Rolling Stone Magazine (Argentina),
17 June, 2009
Mark Lanegan Talks
By: Juan Andrade

translation by Melina

Before his show on Buenos Aires, along with Greg Dulli as The Gutter Twins, the ex Screaming Trees had a talk with RS

Once upon a time when grunge was at its peak and Kurt Cobain hadn't yet decided to put an end to his own history, Mark Lanegan served in The Screaming Trees, a band that was part of the movement with its epicenter in Seattle. As old acquaintances as they were, Lanegan, Cobain and his partner in Nirvana, Chris Novoselic, got together to "break the vice" and shape up a blues EP. They recorded Ledbelly's "Where Did You Sleep Last Night?" but the project never flourished. Lanegan included it in his solo debut (The Winding Sheet, 1990) and years later, Nirvana made its own version of the song at the end of their MTV Unplugged.

"I remember him as a very good person, always with an open heart. I still miss him very much", says Lanegan at the other end of the telephone line. Going through Cobain's Diaries it’s clear that respect and affection went both ways.

The truth is, since then a lot of water has gone by under the bridge. And Lanegan comes to the country for the first time to play a show on the 7th of July with The Gutter Twins, the duo he shares with Greg Dulli, another veteran of the 90's "alternative" scene fronting the Afghan Wings. Can we see you as two icons of the undergrunge?

"We're just two guys who have been playing music for a long time and are still doing it. But it's not up to us how people can see us", he remarks. Though they knew each other from long before, the origin of the duo can be traced back to his part in -Dulli's new band- The Twilight Singers' Blackberry Belle (2003). A year later, Dulli was part of Lanegan's Bubblegum and went with him on tour, playing keyboards. "We're good friends and got together sometimes to write songs. At the beginning, the project wasn't at all serious. But, eventually, we realized we had material for a record and wanted to finish it. That's what we did on Saturnalia" he describes.

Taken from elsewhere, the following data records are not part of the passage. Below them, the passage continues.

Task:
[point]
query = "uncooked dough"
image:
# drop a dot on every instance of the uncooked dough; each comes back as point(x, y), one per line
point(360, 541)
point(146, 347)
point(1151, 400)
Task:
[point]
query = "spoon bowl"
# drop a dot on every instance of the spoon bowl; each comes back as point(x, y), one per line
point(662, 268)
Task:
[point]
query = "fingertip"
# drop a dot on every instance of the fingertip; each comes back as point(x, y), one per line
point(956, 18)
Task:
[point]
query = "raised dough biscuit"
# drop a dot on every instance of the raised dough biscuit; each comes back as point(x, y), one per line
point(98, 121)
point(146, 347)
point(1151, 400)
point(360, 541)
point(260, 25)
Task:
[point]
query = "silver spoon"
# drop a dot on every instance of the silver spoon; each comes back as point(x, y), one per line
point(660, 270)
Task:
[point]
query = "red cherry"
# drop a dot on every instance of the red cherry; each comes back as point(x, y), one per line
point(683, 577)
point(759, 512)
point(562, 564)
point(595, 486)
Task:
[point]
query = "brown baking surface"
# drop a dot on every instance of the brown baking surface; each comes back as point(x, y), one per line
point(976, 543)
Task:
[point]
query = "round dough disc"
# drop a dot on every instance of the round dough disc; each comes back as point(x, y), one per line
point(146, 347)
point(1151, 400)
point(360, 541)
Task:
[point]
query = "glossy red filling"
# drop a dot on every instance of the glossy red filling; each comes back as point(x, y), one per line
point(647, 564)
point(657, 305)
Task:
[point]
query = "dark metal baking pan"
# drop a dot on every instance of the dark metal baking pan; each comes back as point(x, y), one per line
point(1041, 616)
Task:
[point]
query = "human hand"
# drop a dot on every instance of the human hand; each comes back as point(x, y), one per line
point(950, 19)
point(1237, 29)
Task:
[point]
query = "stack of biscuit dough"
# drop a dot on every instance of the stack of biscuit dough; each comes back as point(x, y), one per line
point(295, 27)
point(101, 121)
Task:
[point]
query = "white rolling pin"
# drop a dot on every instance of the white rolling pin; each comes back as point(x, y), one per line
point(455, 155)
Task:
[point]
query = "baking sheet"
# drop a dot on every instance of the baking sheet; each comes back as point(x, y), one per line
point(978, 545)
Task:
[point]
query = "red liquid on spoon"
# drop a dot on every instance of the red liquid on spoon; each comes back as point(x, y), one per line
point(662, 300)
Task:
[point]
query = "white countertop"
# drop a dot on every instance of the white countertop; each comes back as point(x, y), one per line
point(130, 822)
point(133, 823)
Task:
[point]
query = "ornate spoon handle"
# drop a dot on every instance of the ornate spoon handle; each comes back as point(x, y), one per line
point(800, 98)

How does The Gutter Twins sound live?
The show we're taking to Argentina is an acoustic one. It's Greg, me and another guitar player. We're playing songs from Saturnalia but also others from my solo records, of The Screaming Trees, The Twilight Singers and some covers. Also some new songs, unreleased. It's a whole challenge for us to play this way, without a rock band at our backs. It's gonna be a night of challenges.

Is the challenge to play with less electricity?
That's one of them. The other one is, when you play this way, the audience is really close to you (he laughs). It's a different performance than the usual, a lot more intimate.

Someone described Saturnalia as a record about "saints and sinners, about good and evil". Do you agree?
Well, in a way all the music I've made throughout my career would fit into that category. Saturnalia included

In Screaming Trees' "Winter Song", you sung "Jesus knocking on my door". And the Bible's expression "Until Kingdom Come" can be found on Bubblegum and on -the first record you did with (Belle & Sebastian's singer) Isobel Campbell- Ballad of the Broken Seas as well. Do you consider yourself to be a religious person?
I read a lot of books but not the Bible (he laughs) There's a lot of experiences that I didn't live myself but appear all the same on my songs. I don't consider myself a religious person. With luck I'm a spiritual person.

Throughout your career you've worked with very different people, from Cobain to the English electropop band Soulsavers, to Campbell and the Queens of the Stone Age. Do you have to do some sort of "mental switch" to go from one project to the next as a collaborator?
I was blessed with the opportunity to collaborate with very different people. And it's something that I definitely enjoy very much. Luckily in every one of the cases I felt like I was able to do it. It's something I do but I'm not sure I consider myself a "collaborator". Every situation involves a different point of view. And, so far, I believe it has worked correctly in the different levels I took part of.

Besides recording with QOTSA there were speculations that you might become their singer for good. Did you though about it seriously?
No. I was involved in some of their records, I played a lot of shows with them and I had a very good time. I loved the band, the boys and the music. But it was what it was.

In Bubblegum you had Josh Homme and Nick Olivieri from QOTSA, PJ Harvey, Dulli, Izzy Stradlin and Duff McKagan from the Guns N' Roses as collaborators. How did you do to get them all together in a record?
What I do in my records is to ask my friends to come and play. And they were the people who were around me at the time I was making Bubblegum. That's it.

What side of you did you get to explore while working with Isobel Campbell?
There's a lot of sweetness in her music. And I really enjoyed it being able to share it with her. It's the same reason why we're trying to do an acoustic show with Greg: because for me it's a challenge to do things from the point of view of someone else. Maybe I wouldn't do it out of my own initiative. I mean, I wouldn't sing a song written from a woman's perspective. And there's something really sweet being able to do that. It may seem naive but they turn out to be satisfactory experiences to me.